Além disso, os momentos de maior destaque – da adesão popular à remoção dos vendedores – ganhou cobertura da imprensa. Os registros foram selecionados pelo Núcleo de Pesquisa do Diário do Nordeste e trazem o Beco da Poeira de volta à memória.

De segunda a sábado, de 7h às 17h, Fátima Queiroz saía do bairro São Cristóvão rumo ao Centro onde começou a trabalhar por volta dos anos 1990. De modo geral, os comerciantes reclamavam do calor e da falta de banheiros no Beco da Poeira.

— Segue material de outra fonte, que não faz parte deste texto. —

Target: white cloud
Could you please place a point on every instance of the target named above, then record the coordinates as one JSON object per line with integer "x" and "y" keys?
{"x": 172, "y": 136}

“Era uma vida corrida, principalmente para quem fabrica e tem que dar atenção em casa. Mas quando a gente quer que o negócio progrida, tem que estar ali vigiando”, pondera. Com o trabalho, Fátima encontrou sustento para a família.
“De primeiro era muito bom, porque a gente vendia que nem água”, analisa ao refletir sobre as dificuldades para se manter no ramo hoje. Fátima atuou no comércio até a mudança de local e a perda do convívio com os colegas.

“Quando a gente saiu de lá, sentimos muito, porque cada um foi para o seu lado e a gente desfez. Passamos muito tempo sem nos ver”, lembra. Muitos foram para o chamado “Esqueleto”, para o novo Beco da Poeira ou outros pontos do Centro, mas Fátima agora opta por se dedicar à fabricação das peças.